A sweetener found in processed foods such as bread, candy, yogurts, salad dressings, canned vegetables, and cereals. This processed version of fructose is toxic to the liver, and too much may cause insulin resistance – a risk factor for diabetes and heart disease.

Monosodium Glutamate (MSG)

MSG is a flavor enhancer found a lot in some Chinese food, potato chips, snacks, cookies, seasonings, canned soup, frozen meals, and lunch meats. This additive is a common migraine trigger and goes hand in hand with high amounts of sodium.

Trans Fat

Trans fat is lab-produced and can be found in processed foods like margarine, chips, crackers, baked goods, and fast foods. It extends shelf life and improves the texture of foods, but with a cost.
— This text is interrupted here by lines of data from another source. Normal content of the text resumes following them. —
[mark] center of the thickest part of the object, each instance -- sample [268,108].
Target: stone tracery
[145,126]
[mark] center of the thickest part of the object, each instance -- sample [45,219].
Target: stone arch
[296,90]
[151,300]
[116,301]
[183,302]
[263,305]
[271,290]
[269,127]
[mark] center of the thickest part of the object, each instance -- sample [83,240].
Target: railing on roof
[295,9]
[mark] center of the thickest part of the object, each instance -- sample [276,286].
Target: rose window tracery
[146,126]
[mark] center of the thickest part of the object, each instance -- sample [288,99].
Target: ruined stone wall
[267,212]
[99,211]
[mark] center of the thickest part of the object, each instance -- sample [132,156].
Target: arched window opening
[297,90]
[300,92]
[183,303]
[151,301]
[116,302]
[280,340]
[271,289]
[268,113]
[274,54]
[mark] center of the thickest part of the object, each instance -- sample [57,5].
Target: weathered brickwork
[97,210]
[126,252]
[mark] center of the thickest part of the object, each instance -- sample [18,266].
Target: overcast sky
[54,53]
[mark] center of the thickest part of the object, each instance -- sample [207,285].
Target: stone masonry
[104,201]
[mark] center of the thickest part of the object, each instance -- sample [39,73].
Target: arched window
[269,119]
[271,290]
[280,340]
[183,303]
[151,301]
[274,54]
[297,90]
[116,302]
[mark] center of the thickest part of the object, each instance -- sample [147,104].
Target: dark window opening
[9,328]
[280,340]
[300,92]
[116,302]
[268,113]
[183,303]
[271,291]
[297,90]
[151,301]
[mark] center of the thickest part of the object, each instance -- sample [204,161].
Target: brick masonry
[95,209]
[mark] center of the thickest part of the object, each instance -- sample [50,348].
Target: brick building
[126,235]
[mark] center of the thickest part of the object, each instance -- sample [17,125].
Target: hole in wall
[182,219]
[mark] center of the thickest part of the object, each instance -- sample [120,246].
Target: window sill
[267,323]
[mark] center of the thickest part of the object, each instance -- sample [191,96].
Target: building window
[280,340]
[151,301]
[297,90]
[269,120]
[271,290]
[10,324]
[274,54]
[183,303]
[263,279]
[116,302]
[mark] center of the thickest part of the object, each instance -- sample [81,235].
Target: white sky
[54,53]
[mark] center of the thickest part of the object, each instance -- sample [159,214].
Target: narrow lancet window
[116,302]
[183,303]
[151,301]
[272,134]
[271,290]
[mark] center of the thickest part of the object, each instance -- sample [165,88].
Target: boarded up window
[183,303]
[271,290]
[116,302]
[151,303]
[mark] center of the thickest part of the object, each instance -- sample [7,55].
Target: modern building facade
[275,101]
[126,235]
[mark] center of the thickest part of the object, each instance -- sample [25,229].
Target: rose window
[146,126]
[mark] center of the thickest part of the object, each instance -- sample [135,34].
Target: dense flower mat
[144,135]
It is strongly linked to heart disease and diabetes.

Food Dyes: Blue #1 and #2, Red #3 and #40, Yellow #5 (Tartrazine) and #6

These artificial colors can be found in fruit cocktail, maraschino cherries, ice cream, candy, baked goods, American cheese, and a ton more. Some of these petroleum-based dyes have been linked to hyperactivity in children and cancer in lab animals.

Can’t imagine dye would be any better for adults. Thankfully, some companies have natural dyes, and although it’s rare, it exists. So try to avoid dyes as much as possible!

Caramel Color

You will see caramel color in sodas, beer, brown bread, chocolate, cookies, donuts, ice cream, and more. Some caramel color is processed with ammonia, which can produce potentially carcinogenic compound 4-methylimidazole.


Sulfites are preservatives and flavor enhancers found naturally in wine and beer. However, they are added to sodas, juice, condiments, and dried fruit.

The FDA estimates that about 10% of the population is sensitive to these sulfur-based compounds, causing possibly mild hay fever-like symptoms to life-threatening anaphylaxis.

Sodium Nitrate

Sodium nitrate is found in processed meats like hot dogs, lunch meats, bacon, and smoked fish. Some research suggests that it morphs into carcinogenic compounds in the body, but that’s still debatable.

Surprisingly, there are natural sodium nitrates in the form of celery powder.


BHA and BHT are preservatives found in some of our favorite snacks like potato chips, cereal, gum, candy, and Jello. As well as enriched rice, lard, and shortening.

They are manufactured from petroleum, and the National Institutes of Health reports that BHA is a likely human carcinogen.

What other additives do you think we should all try to avoid?